# Is there a way to limit searches to particular subforums?



## ElectroGeek (Sep 5, 2011)

Is there a way to limit searches to particular subforums/threads?

Many threads are extremly long and subforums really big. You should search before starting a new thread, but relavent results are hard to find.

I only use my phone(no computer) and most times use tapatalk.

Thanks...

Droid2 Global CM4D2G-GB-20120124.zip ***CM7 x13thangelx Kang***


----------



## poontab (Jun 7, 2011)

Yes just navigate to that particular subforum & search. It automatically changes the search parameters.


----------



## ElectroGeek (Sep 5, 2011)

What about in thread search

Droid2 Global CM4D2G-GB-20120124.zip ***CM7 x13thangelx Kang***


----------



## poontab (Jun 7, 2011)

b16 said:


> Finally, somewhere you can go, without a leash.

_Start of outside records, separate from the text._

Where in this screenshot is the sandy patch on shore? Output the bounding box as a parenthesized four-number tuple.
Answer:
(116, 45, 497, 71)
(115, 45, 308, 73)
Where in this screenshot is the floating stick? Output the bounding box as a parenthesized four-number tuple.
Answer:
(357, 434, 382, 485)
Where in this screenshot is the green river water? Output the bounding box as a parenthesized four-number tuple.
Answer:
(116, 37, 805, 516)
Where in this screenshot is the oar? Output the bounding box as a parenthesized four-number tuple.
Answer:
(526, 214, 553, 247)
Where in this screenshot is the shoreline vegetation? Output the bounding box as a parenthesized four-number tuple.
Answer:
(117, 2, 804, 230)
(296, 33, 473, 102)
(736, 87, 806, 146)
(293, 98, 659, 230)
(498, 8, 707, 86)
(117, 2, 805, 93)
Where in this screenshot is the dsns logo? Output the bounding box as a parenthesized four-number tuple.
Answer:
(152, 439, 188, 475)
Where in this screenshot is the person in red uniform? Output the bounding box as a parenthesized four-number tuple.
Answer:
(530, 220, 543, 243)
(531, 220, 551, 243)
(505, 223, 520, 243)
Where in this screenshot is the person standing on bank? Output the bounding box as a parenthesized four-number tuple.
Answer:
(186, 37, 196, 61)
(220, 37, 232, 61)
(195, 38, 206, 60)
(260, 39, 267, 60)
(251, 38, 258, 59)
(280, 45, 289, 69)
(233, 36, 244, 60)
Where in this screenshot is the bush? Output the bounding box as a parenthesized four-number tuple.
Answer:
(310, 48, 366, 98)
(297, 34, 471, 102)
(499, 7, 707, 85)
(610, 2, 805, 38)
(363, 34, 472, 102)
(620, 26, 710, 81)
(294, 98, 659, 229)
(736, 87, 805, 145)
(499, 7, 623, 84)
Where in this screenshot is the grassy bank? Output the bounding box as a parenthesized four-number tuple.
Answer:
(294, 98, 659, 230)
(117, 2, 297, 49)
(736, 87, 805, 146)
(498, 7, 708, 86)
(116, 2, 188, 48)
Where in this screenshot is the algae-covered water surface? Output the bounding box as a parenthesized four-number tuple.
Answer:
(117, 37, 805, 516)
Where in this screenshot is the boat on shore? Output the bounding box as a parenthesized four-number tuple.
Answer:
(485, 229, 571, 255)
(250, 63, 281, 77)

Yes search will only search the thread if you are utilizing it from within a thread.


----------



## ElectroGeek (Sep 5, 2011)

poontab said:


> Yes search will only search the thread if you are utilizing it from within a thread.


and how do you do that with tapatalk

Droid2 Global CM4D2G-GB-20120124.zip ***CM7 x13thangelx Kang***


----------



## poontab (Jun 7, 2011)

ElectroGeek said:


> and how do you do that with tapatalk
> 
> Droid2 Global CM4D2G-GB-20120124.zip ***CM7 x13thangelx Kang***


You go here & request that feature.


----------



## jellybellys (Apr 3, 2012)

poontab said:


> You go here & request that feature.


Lol. +1


----------